Jerry Brown’s Judicial Appointments Reflect More Liberal Philosophy
Governor Jerry Brown Tuesday named his first 14 appointments to County Superior Courts. And the governor’s choices defy the typical judicial profile.
More than half of his new appointees are minorities, including Raquel Marquez, who becomes the first Latina judge in Riverside County. Marquez has 20 years of experience in the County District Attorney’s office.
Traditionally governors tend to favor judicial applicants with experience as prosecutors, like Marquez. Public defenders and defense attorneys need not apply.
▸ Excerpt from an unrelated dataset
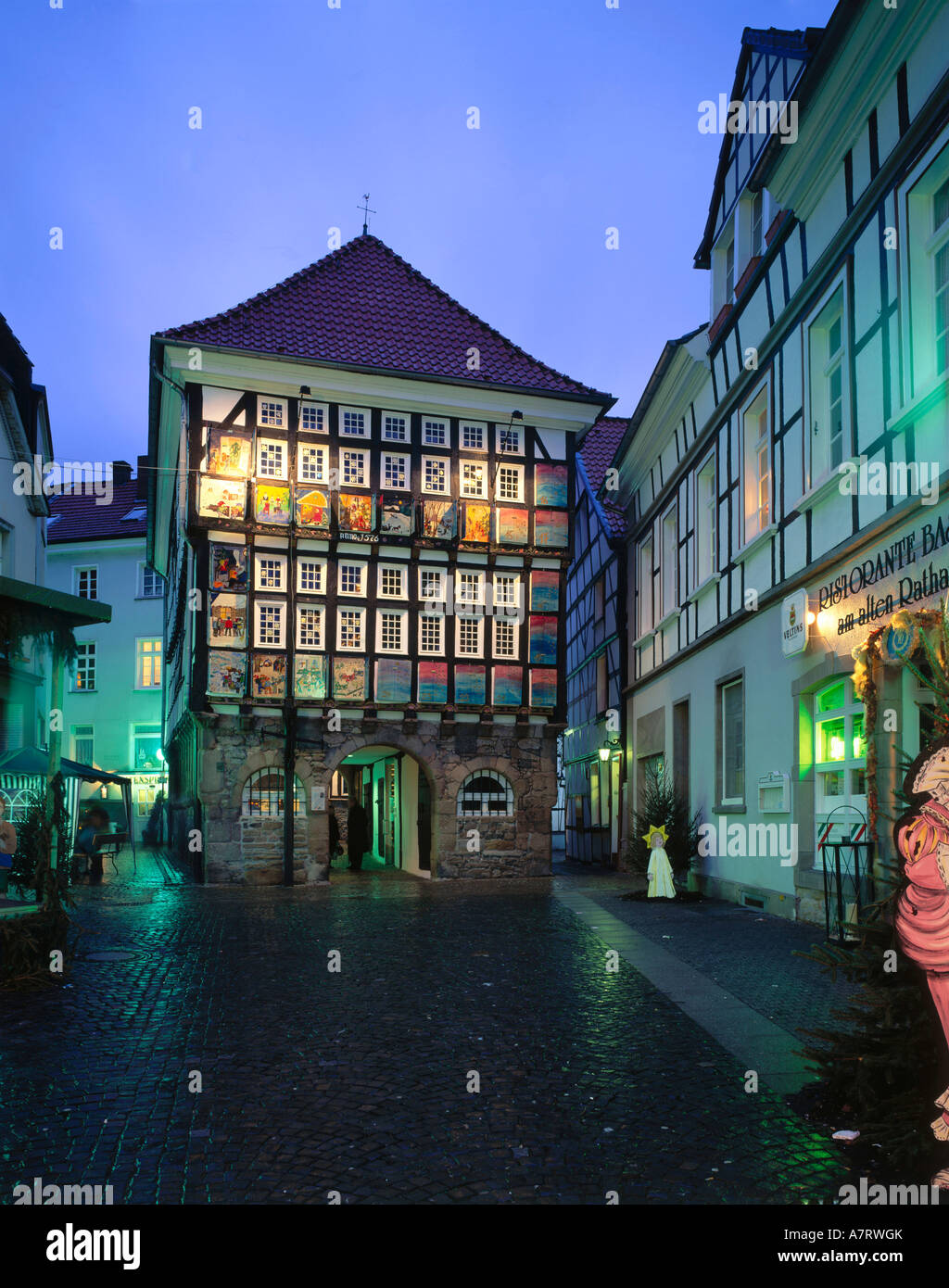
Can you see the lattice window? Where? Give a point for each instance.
(263, 795)
(486, 792)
But six of Brown’s new appointees do have experience as defense attorneys. That includes 41-year-old Shelyna V. Brown, an African American woman who worked in the Santa Clara County Public Defenders Office since 1997. Another appointee, Michelle Williams Court in Los Angeles, worked for a time with the ACLU of Southern California. And unlike Governor Schwarzenegger, who named both Republicans and Democrats to the bench during his time in office, all but one of Brown’s Tuesday appointees are Democrats, with one who declines to state a party affiliation.
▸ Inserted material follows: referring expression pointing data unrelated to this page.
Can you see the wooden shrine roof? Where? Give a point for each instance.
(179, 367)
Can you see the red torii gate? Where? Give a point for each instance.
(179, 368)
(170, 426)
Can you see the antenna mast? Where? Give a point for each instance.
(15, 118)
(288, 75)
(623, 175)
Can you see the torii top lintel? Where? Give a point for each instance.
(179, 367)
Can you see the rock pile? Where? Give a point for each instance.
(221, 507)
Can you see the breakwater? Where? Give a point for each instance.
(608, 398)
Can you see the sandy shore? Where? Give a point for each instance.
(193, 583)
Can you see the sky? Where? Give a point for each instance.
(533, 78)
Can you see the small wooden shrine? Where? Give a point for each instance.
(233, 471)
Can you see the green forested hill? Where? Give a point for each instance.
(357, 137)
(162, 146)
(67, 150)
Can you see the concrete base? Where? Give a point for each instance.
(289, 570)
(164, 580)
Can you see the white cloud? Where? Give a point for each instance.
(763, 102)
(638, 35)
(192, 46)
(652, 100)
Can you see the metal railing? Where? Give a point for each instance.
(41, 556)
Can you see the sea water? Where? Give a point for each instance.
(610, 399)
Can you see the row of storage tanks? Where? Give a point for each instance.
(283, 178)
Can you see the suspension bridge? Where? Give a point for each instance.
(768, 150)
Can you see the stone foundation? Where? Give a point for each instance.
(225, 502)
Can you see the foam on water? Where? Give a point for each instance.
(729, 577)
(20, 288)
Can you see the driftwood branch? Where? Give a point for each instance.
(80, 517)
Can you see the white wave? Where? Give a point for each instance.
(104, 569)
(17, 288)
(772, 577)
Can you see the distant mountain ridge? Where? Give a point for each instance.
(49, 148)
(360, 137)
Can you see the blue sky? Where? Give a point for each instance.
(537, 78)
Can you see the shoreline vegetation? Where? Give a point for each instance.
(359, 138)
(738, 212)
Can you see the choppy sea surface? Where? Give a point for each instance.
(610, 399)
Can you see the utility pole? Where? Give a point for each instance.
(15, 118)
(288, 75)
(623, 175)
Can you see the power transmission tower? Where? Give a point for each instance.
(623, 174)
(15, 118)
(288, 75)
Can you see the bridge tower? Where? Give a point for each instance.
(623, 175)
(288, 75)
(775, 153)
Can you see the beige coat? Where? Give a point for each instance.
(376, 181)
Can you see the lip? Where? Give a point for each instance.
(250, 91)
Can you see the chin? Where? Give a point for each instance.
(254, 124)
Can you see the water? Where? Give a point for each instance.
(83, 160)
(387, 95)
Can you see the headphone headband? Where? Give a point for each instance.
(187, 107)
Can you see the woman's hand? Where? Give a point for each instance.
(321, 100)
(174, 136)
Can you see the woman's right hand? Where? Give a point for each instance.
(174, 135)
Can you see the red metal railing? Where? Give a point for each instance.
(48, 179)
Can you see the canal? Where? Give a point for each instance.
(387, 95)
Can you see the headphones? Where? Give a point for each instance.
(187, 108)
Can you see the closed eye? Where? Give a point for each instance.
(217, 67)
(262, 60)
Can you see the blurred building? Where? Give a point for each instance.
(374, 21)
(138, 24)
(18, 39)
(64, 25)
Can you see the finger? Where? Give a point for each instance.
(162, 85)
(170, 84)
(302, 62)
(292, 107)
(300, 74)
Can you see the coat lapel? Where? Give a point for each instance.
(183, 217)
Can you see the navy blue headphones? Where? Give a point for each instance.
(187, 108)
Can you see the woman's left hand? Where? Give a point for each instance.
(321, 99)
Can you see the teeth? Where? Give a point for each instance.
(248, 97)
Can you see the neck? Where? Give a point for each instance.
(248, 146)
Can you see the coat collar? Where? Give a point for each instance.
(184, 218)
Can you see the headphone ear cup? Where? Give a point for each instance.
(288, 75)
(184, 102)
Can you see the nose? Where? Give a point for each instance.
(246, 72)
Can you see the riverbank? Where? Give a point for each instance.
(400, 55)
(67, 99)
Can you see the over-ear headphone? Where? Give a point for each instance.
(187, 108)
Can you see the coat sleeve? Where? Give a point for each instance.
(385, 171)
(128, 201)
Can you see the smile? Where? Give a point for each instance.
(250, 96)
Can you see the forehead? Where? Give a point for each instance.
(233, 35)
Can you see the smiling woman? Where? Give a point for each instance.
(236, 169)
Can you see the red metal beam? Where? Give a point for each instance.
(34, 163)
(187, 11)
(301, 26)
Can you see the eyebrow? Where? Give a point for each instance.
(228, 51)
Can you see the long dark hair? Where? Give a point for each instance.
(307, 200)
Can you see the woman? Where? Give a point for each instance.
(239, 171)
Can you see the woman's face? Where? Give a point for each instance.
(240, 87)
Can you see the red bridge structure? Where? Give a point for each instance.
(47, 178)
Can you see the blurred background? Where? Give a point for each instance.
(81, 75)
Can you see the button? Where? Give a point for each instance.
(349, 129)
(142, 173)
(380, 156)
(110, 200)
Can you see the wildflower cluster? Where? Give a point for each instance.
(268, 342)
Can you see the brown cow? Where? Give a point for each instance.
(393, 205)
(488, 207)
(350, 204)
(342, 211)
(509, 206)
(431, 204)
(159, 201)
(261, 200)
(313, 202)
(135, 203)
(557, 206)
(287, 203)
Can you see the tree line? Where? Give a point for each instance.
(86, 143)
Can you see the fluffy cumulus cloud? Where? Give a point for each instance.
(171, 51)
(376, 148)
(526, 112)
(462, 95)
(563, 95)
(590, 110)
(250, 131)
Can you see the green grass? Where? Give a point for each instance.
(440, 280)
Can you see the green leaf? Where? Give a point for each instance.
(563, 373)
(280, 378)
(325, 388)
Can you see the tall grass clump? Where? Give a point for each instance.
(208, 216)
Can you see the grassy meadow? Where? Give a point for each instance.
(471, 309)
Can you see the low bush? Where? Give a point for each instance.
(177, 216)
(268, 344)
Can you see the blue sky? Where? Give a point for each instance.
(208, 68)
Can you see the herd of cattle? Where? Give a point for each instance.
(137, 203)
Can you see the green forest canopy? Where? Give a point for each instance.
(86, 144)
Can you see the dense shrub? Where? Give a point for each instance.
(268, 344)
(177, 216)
Tough-on-crime types may remember Brown’s first time as Governor when his very liberal appointments to the State Supreme Court became the target of a recall campaign
Taken together with his appointment of UC Berkeley law professor Goodwin Liu to the State Supreme Court earlier this year, Brown seems to be opening new paths to the bench. There are nearly 50 more vacancies throughout the state, so Brown will have plenty more opportunity to reshape the courts.
That may be of concern to tough-on-crime types – victims’ rights groups, law enforcement organizations, et al. They may remember Brown’s first time as Governor when his very liberal appointments to the State Supreme Court – led by Chief Justice Rose Bird – became the target of a recall campaign because of their opposition to the death penalty. In 1986 three of “Jerry’s Judges,” including Bird, were recalled by voters. It became one of Brown’s most controversial legacies, one he worked hard to reverse first as Oakland Mayor and then as Attorney General.
Brown’s crime fighting bona fides may be put to the test again next year. Ballot measures to repeal the death penalty and reform the state’s tough Three Strikes law are likely to go before voters in November.